Los ecos del Cañón del Colorado de Arizona retumban al sur de Aragón. Es fácil ligar mentalmente estas badlands turolenses con este y otros paisajes de Estados Unidos como el de Monument Valley en Utah. Evidentemente las dimensiones son bien distintas, pero hay similitudes geológicas que los unen. Para empezar ese tono rojizo de la tierra que cuando recibe con fuerza los rayos de sol brilla de forma casi ardiente. Un color que se debe a la alta concentración de óxido de hierro en esos suelos. Y también el carácter de terreno muy erosionado es un rasgo que emparenta la Rambla de Barrachina con los icónicos panoramas norteamericanos. Aquí se trata de tierras arcillosas que son esculpidas a golpe de fuertes tormentas y lluvias torrenciales, mientras que la acción constante del viento las pule y las contornea incesantemente. La perseverancia de la meteorología durante milenios ha tallado esas paredes y en los episodios más torrenciales quiebra las verticales o abre grietas en el suelo que obligan a dar algún que otro salto durante el paseo.
Eso ocurre especialmente en la parte más baja y al comienzo del itinerario. Un tramo espectacular para empezar y que lleva hasta una pista más o menos amplia por la que se inicia el ascenso hasta el área superior del paisaje. El desnivel es de unos 200 metros y la pendiente más bien suave, de manera que es un camino accesible para cualquier senderista. Un pequeño esfuerzo que merece la pena ya que la ascensión ofrece distintos visionados del llamado Cañón Rojo. O sea que casi sin darse cuenta se alcanza la meseta que se eleva sobre la zona.
Cuando la luz del atardecer pega en estas paredes, parece que las abrase
Es la conocida como Muela de Teruel y con sus 1.050 metros de altitud se convierte en un fabuloso mirador sobre el entorno. No solo se divisan los campos y montes próximos o el discurrir de la Rambla de Barrachina en su conjunto. También se aprecia la cercanía del casco urbano turolense y los páramos elevados que rodean la ciudad de los Amantes. Incluso es visible tanto el valle del Turia como el Pico Javalambre.
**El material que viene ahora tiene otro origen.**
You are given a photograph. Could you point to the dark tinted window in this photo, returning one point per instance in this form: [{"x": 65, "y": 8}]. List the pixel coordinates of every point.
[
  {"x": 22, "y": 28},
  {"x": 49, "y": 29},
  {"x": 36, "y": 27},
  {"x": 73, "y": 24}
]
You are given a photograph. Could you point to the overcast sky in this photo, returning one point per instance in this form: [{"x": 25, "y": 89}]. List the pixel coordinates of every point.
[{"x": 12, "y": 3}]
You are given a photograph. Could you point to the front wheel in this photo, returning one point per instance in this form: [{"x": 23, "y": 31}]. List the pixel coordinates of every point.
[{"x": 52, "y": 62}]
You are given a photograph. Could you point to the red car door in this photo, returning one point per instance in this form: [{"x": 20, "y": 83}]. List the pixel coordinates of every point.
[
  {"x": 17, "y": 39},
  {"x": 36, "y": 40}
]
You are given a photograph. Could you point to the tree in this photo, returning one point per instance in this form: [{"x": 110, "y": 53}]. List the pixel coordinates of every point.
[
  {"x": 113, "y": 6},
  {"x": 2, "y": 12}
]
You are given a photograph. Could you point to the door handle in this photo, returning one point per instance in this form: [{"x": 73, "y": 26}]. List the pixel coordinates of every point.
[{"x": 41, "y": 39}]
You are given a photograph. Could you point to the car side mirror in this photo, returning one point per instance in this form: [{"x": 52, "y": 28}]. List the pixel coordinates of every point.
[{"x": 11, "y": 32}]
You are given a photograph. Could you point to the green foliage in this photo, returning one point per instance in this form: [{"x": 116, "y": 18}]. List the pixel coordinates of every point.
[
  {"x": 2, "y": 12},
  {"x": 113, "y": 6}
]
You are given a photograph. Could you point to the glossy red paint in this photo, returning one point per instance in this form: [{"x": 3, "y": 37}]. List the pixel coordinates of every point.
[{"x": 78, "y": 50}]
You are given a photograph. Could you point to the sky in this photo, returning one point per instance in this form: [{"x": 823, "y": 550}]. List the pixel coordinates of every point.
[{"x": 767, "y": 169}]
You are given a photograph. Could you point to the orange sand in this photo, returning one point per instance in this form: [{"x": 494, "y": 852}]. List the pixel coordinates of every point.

El primero de los consejos a tener en cuenta es elegir un buen día para emprender la excursión a la Rambla de Barrachina y la Muela de Teruel. Por la altura, el paisaje desnudo y la cercanía a los Montes Universales y la Sierra de Albarracín, aquí el invierno es duro. Frío y viento pegan con fuerza. Así que no es la mejor época para la visita. Y tampoco es muy recomendable elegir un día de lluvia o tras un periodo lluvioso, ya que el suelo de arcilla se convierte en un barrizal impracticable. Por cierto, aunque se vaya con el terreno seco, hay que llevar calzado de montaña para evitar resbalones desagradables, incluso muy peligrosos si ocurren al borde de los precipicios.
Otro factor a tener en cuenta es que la sombra es casi inexistente. La vegetación es escasa y de porte pequeño. Únicamente alcanzan cierta altura las sabinas, unos árboles tan resistentes a las malas condiciones que son capaces de desarrollarse incluso aquí. De manera que al no haber sombras, no es buena idea acudir los días de intenso calor veraniego. Por ello, primavera y otoño dejan los mejores días para la escapada. Pero atención, porque se vaya cuando se vaya, que nadie se olvide ni la crema solar ni el agua, ya que no hay fuentes a las que recurrir.
Una vez que se siguen estos consejos, ya no hay que asustarse por el carácter inhóspito del lugar. De hecho, ahí radica su atractivo. En esa invitación a la soledad, al silencio y a empequeñecer ante la imponente naturaleza. Un lugar para caminarlo en silencio, viviendo la experiencia e inspirándonos en esa belleza sobrecogedora y agreste que ya nos ha cautivado al verla en la tele y en el cine.